6 Replies Latest reply: Jun 12, 2014 2:30 AM by Kavanagh RSS

    Few Questions on Manual Recovery

    Kavanagh

      DB version: 11.2.0.3.0
      Platform : Oracle Linux 6.4

       

      I am not an expert in Recovery.

       

      We did a SAN level cloning of a RAC DB. We store Online Redo logs in RL_DG diskgroup and Archive Redo logs in ARCH_DG diskgroup.

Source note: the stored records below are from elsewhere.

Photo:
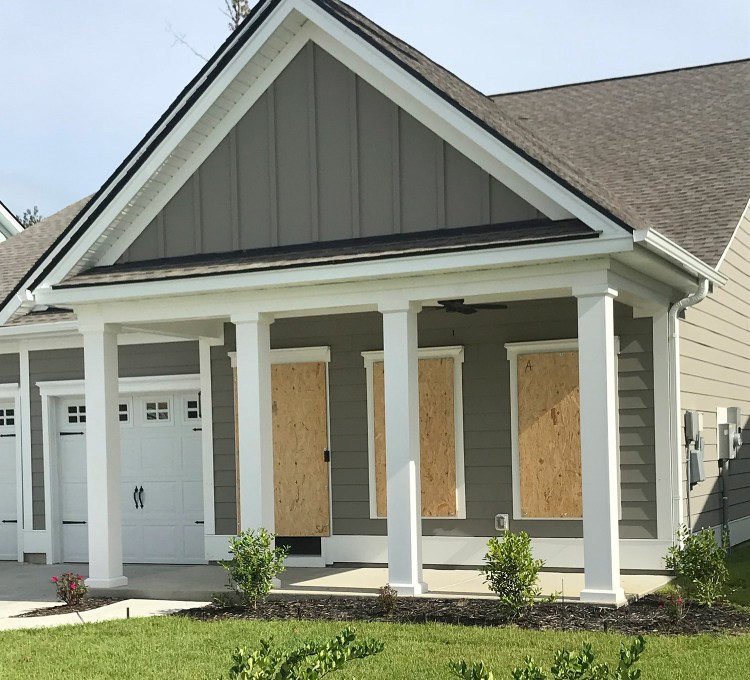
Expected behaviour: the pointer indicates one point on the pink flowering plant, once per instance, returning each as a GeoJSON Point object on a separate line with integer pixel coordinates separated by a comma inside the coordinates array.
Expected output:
{"type": "Point", "coordinates": [70, 588]}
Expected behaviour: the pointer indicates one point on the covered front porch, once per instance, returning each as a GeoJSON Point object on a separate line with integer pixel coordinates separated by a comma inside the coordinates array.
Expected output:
{"type": "Point", "coordinates": [625, 521]}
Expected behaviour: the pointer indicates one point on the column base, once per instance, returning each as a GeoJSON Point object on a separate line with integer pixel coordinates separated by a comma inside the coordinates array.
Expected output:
{"type": "Point", "coordinates": [611, 598]}
{"type": "Point", "coordinates": [114, 582]}
{"type": "Point", "coordinates": [418, 588]}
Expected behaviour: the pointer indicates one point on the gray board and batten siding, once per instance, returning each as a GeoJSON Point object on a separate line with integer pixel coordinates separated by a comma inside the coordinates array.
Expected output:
{"type": "Point", "coordinates": [323, 156]}
{"type": "Point", "coordinates": [486, 403]}
{"type": "Point", "coordinates": [175, 358]}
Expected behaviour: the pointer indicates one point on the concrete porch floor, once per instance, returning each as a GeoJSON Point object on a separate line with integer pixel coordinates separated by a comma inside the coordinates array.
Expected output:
{"type": "Point", "coordinates": [200, 582]}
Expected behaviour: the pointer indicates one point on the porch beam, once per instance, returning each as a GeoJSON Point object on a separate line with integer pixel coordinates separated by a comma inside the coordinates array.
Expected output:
{"type": "Point", "coordinates": [254, 421]}
{"type": "Point", "coordinates": [400, 355]}
{"type": "Point", "coordinates": [103, 470]}
{"type": "Point", "coordinates": [597, 377]}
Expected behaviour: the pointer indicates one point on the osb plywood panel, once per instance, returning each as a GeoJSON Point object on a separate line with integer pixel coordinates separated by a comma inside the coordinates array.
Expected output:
{"type": "Point", "coordinates": [300, 437]}
{"type": "Point", "coordinates": [437, 438]}
{"type": "Point", "coordinates": [549, 434]}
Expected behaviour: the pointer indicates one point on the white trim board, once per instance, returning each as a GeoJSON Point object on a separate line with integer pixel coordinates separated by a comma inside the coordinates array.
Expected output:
{"type": "Point", "coordinates": [455, 352]}
{"type": "Point", "coordinates": [514, 350]}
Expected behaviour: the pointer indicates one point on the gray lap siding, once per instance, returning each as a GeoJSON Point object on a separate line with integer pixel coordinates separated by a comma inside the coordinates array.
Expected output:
{"type": "Point", "coordinates": [486, 405]}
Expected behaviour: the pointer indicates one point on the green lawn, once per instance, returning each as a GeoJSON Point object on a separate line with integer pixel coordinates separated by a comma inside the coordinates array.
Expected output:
{"type": "Point", "coordinates": [739, 575]}
{"type": "Point", "coordinates": [173, 647]}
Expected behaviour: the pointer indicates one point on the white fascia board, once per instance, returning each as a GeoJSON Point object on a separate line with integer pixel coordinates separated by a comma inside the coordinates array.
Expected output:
{"type": "Point", "coordinates": [9, 225]}
{"type": "Point", "coordinates": [157, 157]}
{"type": "Point", "coordinates": [670, 251]}
{"type": "Point", "coordinates": [416, 265]}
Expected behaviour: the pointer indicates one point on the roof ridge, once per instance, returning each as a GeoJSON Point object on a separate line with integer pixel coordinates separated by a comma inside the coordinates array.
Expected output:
{"type": "Point", "coordinates": [616, 78]}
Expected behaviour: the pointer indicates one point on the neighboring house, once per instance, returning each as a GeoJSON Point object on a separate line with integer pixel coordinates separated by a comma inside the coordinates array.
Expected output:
{"type": "Point", "coordinates": [9, 225]}
{"type": "Point", "coordinates": [329, 247]}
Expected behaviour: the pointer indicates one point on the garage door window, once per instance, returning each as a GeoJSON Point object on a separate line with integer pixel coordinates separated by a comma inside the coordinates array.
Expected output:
{"type": "Point", "coordinates": [158, 412]}
{"type": "Point", "coordinates": [76, 414]}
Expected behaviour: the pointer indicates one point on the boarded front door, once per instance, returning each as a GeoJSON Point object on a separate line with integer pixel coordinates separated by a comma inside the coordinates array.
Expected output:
{"type": "Point", "coordinates": [300, 439]}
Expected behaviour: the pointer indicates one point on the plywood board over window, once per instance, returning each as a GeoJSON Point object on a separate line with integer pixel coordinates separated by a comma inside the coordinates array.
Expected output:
{"type": "Point", "coordinates": [440, 425]}
{"type": "Point", "coordinates": [549, 434]}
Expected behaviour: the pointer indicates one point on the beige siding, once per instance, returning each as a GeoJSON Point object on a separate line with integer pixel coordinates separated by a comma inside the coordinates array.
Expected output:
{"type": "Point", "coordinates": [715, 361]}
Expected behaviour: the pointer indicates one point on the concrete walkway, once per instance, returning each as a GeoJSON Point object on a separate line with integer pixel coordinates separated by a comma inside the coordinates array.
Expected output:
{"type": "Point", "coordinates": [159, 589]}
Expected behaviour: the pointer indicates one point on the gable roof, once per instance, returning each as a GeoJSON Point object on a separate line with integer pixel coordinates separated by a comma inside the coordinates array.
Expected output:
{"type": "Point", "coordinates": [21, 252]}
{"type": "Point", "coordinates": [9, 224]}
{"type": "Point", "coordinates": [674, 146]}
{"type": "Point", "coordinates": [476, 107]}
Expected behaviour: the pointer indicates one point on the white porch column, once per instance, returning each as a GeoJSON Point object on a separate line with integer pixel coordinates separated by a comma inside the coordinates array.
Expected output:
{"type": "Point", "coordinates": [401, 375]}
{"type": "Point", "coordinates": [254, 410]}
{"type": "Point", "coordinates": [597, 375]}
{"type": "Point", "coordinates": [103, 476]}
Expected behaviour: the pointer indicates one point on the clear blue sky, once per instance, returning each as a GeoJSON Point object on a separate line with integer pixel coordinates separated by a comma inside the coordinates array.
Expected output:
{"type": "Point", "coordinates": [82, 80]}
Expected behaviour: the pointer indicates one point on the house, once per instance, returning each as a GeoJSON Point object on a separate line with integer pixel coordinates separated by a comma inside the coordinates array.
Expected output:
{"type": "Point", "coordinates": [338, 293]}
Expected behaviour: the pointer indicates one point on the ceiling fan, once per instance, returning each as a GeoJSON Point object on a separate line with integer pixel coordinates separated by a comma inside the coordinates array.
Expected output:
{"type": "Point", "coordinates": [460, 307]}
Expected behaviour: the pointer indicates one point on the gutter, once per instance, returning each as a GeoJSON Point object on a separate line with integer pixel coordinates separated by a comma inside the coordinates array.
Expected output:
{"type": "Point", "coordinates": [675, 410]}
{"type": "Point", "coordinates": [664, 247]}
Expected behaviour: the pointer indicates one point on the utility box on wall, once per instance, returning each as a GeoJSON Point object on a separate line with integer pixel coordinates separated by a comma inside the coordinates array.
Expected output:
{"type": "Point", "coordinates": [729, 431]}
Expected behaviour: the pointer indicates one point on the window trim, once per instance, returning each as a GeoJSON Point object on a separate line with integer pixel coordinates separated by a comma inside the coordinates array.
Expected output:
{"type": "Point", "coordinates": [455, 352]}
{"type": "Point", "coordinates": [514, 350]}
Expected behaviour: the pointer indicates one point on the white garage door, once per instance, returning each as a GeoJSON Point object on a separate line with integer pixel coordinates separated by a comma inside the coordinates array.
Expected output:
{"type": "Point", "coordinates": [162, 488]}
{"type": "Point", "coordinates": [8, 508]}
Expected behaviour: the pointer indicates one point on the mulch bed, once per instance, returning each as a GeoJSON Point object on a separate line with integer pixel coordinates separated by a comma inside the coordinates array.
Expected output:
{"type": "Point", "coordinates": [645, 616]}
{"type": "Point", "coordinates": [86, 604]}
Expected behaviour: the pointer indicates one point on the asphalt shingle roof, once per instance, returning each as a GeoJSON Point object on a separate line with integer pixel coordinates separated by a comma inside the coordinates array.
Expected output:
{"type": "Point", "coordinates": [673, 146]}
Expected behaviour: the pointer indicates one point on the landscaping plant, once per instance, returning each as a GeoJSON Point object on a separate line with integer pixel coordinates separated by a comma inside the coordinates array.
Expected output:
{"type": "Point", "coordinates": [387, 597]}
{"type": "Point", "coordinates": [567, 665]}
{"type": "Point", "coordinates": [254, 564]}
{"type": "Point", "coordinates": [311, 661]}
{"type": "Point", "coordinates": [70, 588]}
{"type": "Point", "coordinates": [511, 572]}
{"type": "Point", "coordinates": [699, 564]}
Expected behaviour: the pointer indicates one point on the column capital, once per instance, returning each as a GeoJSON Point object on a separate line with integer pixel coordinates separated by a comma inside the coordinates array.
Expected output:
{"type": "Point", "coordinates": [390, 306]}
{"type": "Point", "coordinates": [588, 290]}
{"type": "Point", "coordinates": [252, 317]}
{"type": "Point", "coordinates": [91, 326]}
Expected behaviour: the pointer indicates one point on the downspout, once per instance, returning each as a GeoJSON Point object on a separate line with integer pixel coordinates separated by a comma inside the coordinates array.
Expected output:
{"type": "Point", "coordinates": [675, 408]}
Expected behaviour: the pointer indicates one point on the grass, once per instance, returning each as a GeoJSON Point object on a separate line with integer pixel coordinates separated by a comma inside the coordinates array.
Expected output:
{"type": "Point", "coordinates": [175, 647]}
{"type": "Point", "coordinates": [738, 590]}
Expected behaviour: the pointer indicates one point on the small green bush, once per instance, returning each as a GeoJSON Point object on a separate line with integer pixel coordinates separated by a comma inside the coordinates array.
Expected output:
{"type": "Point", "coordinates": [311, 661]}
{"type": "Point", "coordinates": [70, 588]}
{"type": "Point", "coordinates": [699, 564]}
{"type": "Point", "coordinates": [566, 666]}
{"type": "Point", "coordinates": [511, 572]}
{"type": "Point", "coordinates": [254, 564]}
{"type": "Point", "coordinates": [387, 598]}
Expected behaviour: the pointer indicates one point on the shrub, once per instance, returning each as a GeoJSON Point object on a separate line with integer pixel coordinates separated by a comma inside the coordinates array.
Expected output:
{"type": "Point", "coordinates": [70, 588]}
{"type": "Point", "coordinates": [309, 662]}
{"type": "Point", "coordinates": [699, 564]}
{"type": "Point", "coordinates": [566, 666]}
{"type": "Point", "coordinates": [511, 572]}
{"type": "Point", "coordinates": [254, 564]}
{"type": "Point", "coordinates": [387, 597]}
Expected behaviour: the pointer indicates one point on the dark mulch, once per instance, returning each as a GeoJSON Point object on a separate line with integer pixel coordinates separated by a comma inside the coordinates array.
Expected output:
{"type": "Point", "coordinates": [646, 616]}
{"type": "Point", "coordinates": [87, 603]}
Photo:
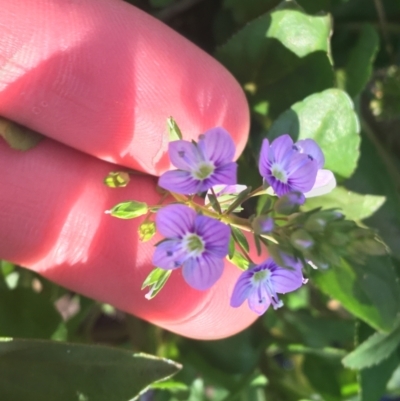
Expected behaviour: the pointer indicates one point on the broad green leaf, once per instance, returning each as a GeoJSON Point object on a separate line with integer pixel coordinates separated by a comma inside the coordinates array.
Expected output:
{"type": "Point", "coordinates": [17, 136]}
{"type": "Point", "coordinates": [156, 281]}
{"type": "Point", "coordinates": [65, 372]}
{"type": "Point", "coordinates": [371, 291]}
{"type": "Point", "coordinates": [323, 376]}
{"type": "Point", "coordinates": [328, 118]}
{"type": "Point", "coordinates": [286, 55]}
{"type": "Point", "coordinates": [372, 177]}
{"type": "Point", "coordinates": [354, 206]}
{"type": "Point", "coordinates": [358, 69]}
{"type": "Point", "coordinates": [117, 179]}
{"type": "Point", "coordinates": [24, 313]}
{"type": "Point", "coordinates": [128, 210]}
{"type": "Point", "coordinates": [373, 380]}
{"type": "Point", "coordinates": [374, 350]}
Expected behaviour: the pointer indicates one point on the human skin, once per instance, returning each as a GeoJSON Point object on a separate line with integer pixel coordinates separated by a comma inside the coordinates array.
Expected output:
{"type": "Point", "coordinates": [99, 78]}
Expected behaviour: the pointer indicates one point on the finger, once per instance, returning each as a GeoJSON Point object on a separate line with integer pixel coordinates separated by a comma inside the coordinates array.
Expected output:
{"type": "Point", "coordinates": [52, 221]}
{"type": "Point", "coordinates": [103, 77]}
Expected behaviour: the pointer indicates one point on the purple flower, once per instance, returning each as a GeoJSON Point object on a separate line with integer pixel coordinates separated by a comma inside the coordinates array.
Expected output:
{"type": "Point", "coordinates": [197, 243]}
{"type": "Point", "coordinates": [261, 284]}
{"type": "Point", "coordinates": [201, 165]}
{"type": "Point", "coordinates": [288, 166]}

      After the SAN level cloning (EMC BCV Synch ) , we tried to start up the DB using srvctl start database -d <MyDBName> and we got the following error.

       

      CRS-5017: The resource action "ora.msblprd.db start" encountered the following error:
      ORA-01113: file 4 needs media recovery
      ORA-01110: data file 4: '+MBL_DATA/msblprd/datafile/users.271.803502221'

       

      We realized that lots of datafiles (not justs users.dbf)  need recovery. So, we tried to run RECOVER DATABASE. But it errored out. So, we ran RECOVER DATABASE USING BACKUP CONTROLFILE UNTIL CANCEL ;  command.

       

      [oracle@mssrpt01dbp1001 ~]$ sqlplus / as sysdba

      SQL*Plus: Release 11.2.0.3.0 Production on Tue Jun 10 14:41:41 2014

      Copyright (c) 1982, 2011, Oracle.  All rights reserved.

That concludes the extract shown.